Considerati i dubbi interpretativi suscitati dal regolamento aziendale, i giudici di merito hanno ritenuto necessario appurare il comportamento complessivo delle parti anche successivo all’adozione del regolamento, in applicazione del criterio ermeneutico di cui all’art. 1362, comma 2, c.c. Dalle testimonianze, infatti, era emerso che il datore non aveva mai imposto ai dipendenti l’utilizzo degli spogliatoi all’inizio e alla fine del turno lavorativo, tollerando che la vestizione e la svestizione avvenissero presso l’abitazione e, quindi, che i lavoratori si presentassero in servizio già in divisa. È stato, in tal modo, escluso l’elemento dell’eterodirezione indispensabile ai fini del pagamento delle differenze retributive (Cass. 25478/2023).
Come anticipato, in alcuni casi l’eterodirezione può anche desumersi implicitamente dalla natura degli indumenti da indossare e dalla funzione che essi devono assolvere.

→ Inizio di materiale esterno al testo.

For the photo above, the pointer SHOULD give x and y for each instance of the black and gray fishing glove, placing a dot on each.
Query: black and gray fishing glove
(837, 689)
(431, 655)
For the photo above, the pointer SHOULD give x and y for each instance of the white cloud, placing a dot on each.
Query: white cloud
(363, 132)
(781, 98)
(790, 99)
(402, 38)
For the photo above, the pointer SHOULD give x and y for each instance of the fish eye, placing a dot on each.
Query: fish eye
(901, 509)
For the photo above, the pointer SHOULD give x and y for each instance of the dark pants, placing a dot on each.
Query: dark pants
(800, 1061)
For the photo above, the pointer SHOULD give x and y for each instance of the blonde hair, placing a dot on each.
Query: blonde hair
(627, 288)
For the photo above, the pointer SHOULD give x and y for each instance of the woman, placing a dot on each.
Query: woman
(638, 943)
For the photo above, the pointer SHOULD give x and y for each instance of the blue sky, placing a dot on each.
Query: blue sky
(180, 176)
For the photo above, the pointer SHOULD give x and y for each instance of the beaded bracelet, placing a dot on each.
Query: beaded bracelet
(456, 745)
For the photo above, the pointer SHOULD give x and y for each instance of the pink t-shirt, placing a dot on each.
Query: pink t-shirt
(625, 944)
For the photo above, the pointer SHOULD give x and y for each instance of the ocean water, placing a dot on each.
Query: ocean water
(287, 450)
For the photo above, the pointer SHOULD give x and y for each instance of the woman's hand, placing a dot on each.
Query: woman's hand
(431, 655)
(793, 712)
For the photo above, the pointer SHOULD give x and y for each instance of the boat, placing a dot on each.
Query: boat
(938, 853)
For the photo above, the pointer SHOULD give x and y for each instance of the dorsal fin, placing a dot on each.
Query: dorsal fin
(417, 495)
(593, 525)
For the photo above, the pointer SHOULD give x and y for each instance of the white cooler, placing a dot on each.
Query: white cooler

Si pensi, ad esempio, al caso delle divise degli infermieri operanti all’interno di strutture sanitarie: per esigenze di igiene e sicurezza sia dei dipendenti che del pubblico è necessario che le divise siano indossate e dismesse sul luogo di lavoro prima dell’inizio del turno e alla fine senza mai essere portate all’esterno. Si tratta, infatti, di modalità comportamentali imposte da imprescindibili esigenze datoriali e che, come tali, sono da considerarsi tempo di lavoro da retribuire, non avendo il lavoratore la possibilità di scegliere di agire diversamente e indossare la divisa a casa (Cass. 16180/2019).
Discorso analogo per gli addetti ai servizi mensa: ragioni di igiene impongono che gli indumenti non siano in alcun modo contaminati con polveri e agenti atmosferici, per cui è improponibile indossare camice e cuffie per contenere i capelli nel tragitto verso il lavoro ed è necessario indossare gli indumenti con contiguità locale e temporale rispetto all’attività di lavoro presso la mensa (Cass. 9417/2018; Cass. 7738/2018).
A diverse conclusioni deve giungersi con riferimento ai dispositivi di protezione individuale (c.d. DPI), definiti dall’art. 74 D.lgs. 81/2008 come «qualsiasi attrezzatura destinata ad essere indossata e tenuta dal lavoratore allo scopo di proteggerlo contro uno o più rischi suscettibili di minacciarne la sicurezza o la salute durante il lavoro, nonché ogni complemento o accessorio destinato a tale scopo»
Il fatto che l’uso dei DPI sia obbligatorio per lo svolgimento della prestazione in sicurezza non è decisivo per la retribuibilità del tempo-tuta qualora nel caso di specie emerga che gli indumenti possano essere indossati e dismessi anche fuori dal luogo di lavoro e, quindi, in ambito sottratto all’eterodirezione (Cass. 9871/2019; Cass. 15763/2021; Cass. 1325/2024).
Conclusioni
Secondo la giurisprudenza consolidata ai fini della retribuibilità o meno del c.d. tempo-tuta bisogna accertare in concreto se le operazioni di vestizione e svestizione siano “eterodirette”.
È, dunque, necessaria una verifica caso per caso: qualora risulti che il lavoratore sia libero di scegliere il tempo e il luogo dell’operazione di vestizione senza alcuna imposizione del datore di lavoro, tale tempo farà parte degli atti di diligenza preparatoria allo svolgimento dell’attività lavorativa e non potrà essere ricondotto al tempo di lavoro effettivo né, pertanto, retribuito.